In this second role, interpretation is not to correct a broken model but to confirm a successful one.

Interpretation as knowledge

A third role arises when models are used in domains where prediction alone is insufficient. In these cases, machine learning systems are used not just to generate results but to generate insights. Here interpretation becomes a tool of discovery.

Modern models can find statistical regularities across much larger data sets than any human could analyze manually. If we examine their thinking, they may reveal patterns that suggest new ideas or relationships that were previously overlooked. In scientific applications, this ability is often more valuable than the accuracy of the prediction itself.

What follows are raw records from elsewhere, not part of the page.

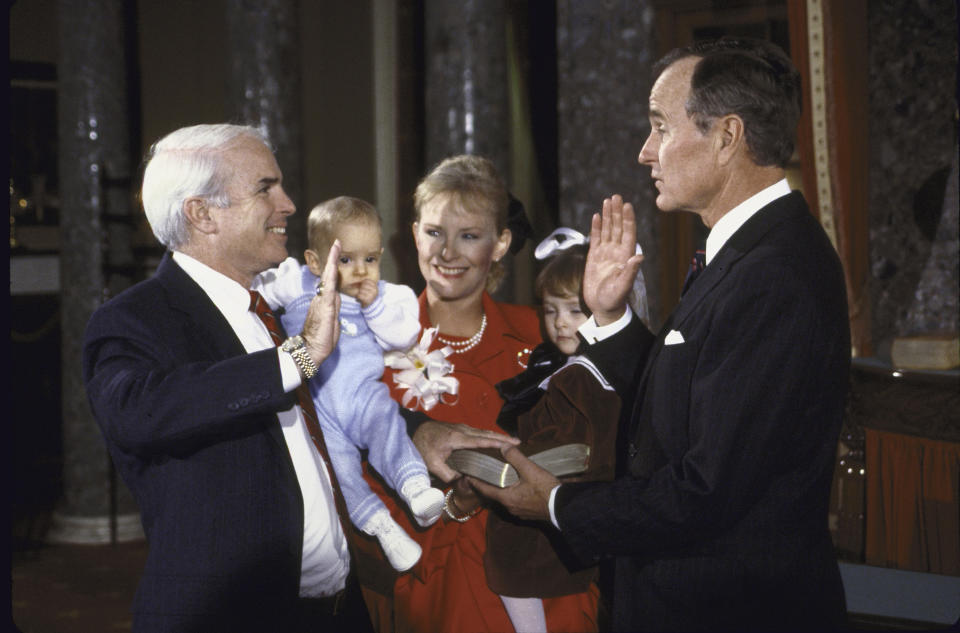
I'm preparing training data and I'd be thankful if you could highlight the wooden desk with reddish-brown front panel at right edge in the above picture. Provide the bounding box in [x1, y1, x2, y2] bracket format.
[831, 359, 960, 575]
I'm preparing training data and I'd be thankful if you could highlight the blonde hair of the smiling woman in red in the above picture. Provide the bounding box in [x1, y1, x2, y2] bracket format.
[413, 154, 510, 293]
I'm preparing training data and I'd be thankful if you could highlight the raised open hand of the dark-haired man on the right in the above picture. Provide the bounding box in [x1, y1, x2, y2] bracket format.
[583, 195, 643, 325]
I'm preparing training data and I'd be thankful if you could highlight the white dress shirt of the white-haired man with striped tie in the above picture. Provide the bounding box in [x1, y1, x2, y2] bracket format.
[173, 252, 350, 598]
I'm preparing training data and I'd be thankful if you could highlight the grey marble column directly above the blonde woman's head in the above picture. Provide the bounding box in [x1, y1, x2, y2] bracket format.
[424, 0, 510, 178]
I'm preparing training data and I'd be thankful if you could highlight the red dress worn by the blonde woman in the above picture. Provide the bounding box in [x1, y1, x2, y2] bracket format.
[368, 293, 599, 633]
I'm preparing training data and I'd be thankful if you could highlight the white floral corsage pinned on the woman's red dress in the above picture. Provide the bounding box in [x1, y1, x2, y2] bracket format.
[383, 327, 460, 411]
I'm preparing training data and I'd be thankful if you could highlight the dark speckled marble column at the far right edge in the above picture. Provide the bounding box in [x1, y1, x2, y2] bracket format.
[867, 0, 960, 346]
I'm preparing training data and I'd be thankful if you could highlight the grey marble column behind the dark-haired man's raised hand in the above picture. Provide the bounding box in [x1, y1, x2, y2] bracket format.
[557, 0, 672, 327]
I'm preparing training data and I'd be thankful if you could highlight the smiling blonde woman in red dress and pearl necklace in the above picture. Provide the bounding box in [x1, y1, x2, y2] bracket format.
[362, 155, 597, 633]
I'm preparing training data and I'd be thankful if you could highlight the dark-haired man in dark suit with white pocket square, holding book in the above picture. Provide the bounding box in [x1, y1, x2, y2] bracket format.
[476, 40, 850, 631]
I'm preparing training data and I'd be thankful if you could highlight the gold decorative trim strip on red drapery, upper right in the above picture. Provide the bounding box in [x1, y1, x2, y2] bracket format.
[807, 0, 837, 248]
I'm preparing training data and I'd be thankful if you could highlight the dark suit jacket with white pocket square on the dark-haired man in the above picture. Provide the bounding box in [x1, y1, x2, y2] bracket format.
[556, 192, 850, 631]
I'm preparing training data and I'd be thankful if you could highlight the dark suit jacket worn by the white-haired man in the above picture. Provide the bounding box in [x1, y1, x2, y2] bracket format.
[83, 254, 318, 631]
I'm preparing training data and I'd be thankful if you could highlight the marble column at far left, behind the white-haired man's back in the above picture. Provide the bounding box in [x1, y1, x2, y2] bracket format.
[47, 0, 143, 543]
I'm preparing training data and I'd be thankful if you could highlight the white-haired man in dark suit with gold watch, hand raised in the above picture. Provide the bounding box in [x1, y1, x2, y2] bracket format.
[83, 124, 370, 632]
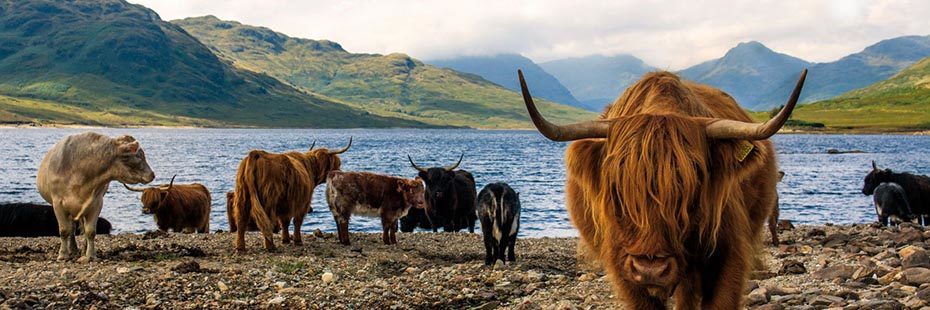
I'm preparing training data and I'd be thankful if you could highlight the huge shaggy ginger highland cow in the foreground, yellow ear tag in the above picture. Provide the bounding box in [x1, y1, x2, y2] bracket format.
[519, 70, 807, 309]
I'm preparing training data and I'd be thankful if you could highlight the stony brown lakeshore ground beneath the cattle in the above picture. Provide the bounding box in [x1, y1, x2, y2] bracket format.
[0, 225, 930, 309]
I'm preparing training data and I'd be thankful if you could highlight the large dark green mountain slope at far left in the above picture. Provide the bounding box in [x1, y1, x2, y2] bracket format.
[0, 0, 416, 127]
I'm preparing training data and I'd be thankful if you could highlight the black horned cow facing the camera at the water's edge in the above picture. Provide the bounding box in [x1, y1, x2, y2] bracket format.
[401, 154, 478, 233]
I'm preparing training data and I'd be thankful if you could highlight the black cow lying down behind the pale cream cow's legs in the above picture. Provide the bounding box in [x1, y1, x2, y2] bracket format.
[0, 203, 113, 237]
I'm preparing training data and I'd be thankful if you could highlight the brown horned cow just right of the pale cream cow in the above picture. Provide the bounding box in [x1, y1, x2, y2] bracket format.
[123, 175, 213, 234]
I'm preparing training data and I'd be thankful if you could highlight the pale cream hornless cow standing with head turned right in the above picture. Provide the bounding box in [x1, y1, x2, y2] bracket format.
[36, 132, 155, 262]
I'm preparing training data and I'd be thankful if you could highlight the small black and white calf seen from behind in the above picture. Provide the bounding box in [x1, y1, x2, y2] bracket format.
[478, 183, 520, 265]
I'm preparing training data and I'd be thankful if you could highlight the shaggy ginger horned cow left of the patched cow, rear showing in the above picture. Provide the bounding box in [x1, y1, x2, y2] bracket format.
[233, 137, 352, 252]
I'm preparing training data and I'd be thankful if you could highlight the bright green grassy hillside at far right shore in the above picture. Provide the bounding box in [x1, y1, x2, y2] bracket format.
[793, 58, 930, 130]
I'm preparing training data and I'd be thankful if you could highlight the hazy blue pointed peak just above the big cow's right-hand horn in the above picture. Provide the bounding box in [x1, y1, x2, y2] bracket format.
[679, 41, 814, 110]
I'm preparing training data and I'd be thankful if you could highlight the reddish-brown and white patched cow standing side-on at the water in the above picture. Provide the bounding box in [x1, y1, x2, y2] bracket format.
[326, 171, 426, 245]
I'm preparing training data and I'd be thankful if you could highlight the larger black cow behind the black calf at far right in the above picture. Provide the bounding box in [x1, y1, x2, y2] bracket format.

Medical imaging provides a clear example. Consider a neural network trained to detect lung cancer from CT scans.

Grad-CAM heat maps highlight key regions contributing to lung cancer prognosis. Source: A secure and interpretable lung cancer prediction model using map-enhanced blockchainfederated private learning and XAI

If such a model predicts impairment, clinicians need to understand which regions influence that decision. If the highlighted regions correspond to the border of the tumor, the definition is consistent with medical reasoning. If they don't, the forecast can't be trusted no matter how accurate it is. But there is also a third possibility: the descriptions may reveal hidden structures that doctors never thought were diagnostically important. In such cases the interpretation does more than justify the prediction, it contributes to the knowledge.

Here definitions are not just tools for understanding models. They are tools for expanding human understanding.

One Concept, Three Functions

What these examples show is that interpretation is not a single purpose but a multi-functional framework. A similar approach can help refine a model, validate its assumptions, or provide insight depending on the question being asked. Confusion about interpretation often arises because discussions fail to distinguish between these terms.

The most useful question is not whether the model is explainable, but whether it is sufficiently interpretable for the work we care about. That requirement always depends on the context: development, research, or deployment.

Seen this way, interpretation is best understood not as a barrier to Machine Learning but as a connection between humans and models. It is what allows us to test, verify, and learn. Without it, predictions are always vague results. Thus, they become objects of scientific analysis.

So instead of asking if the model is interpretable, we should ask a more precise question:

What exactly do we want the definition to explain?

Once that question is clear, interpretation ceases to be a vague requirement and becomes a scientific tool.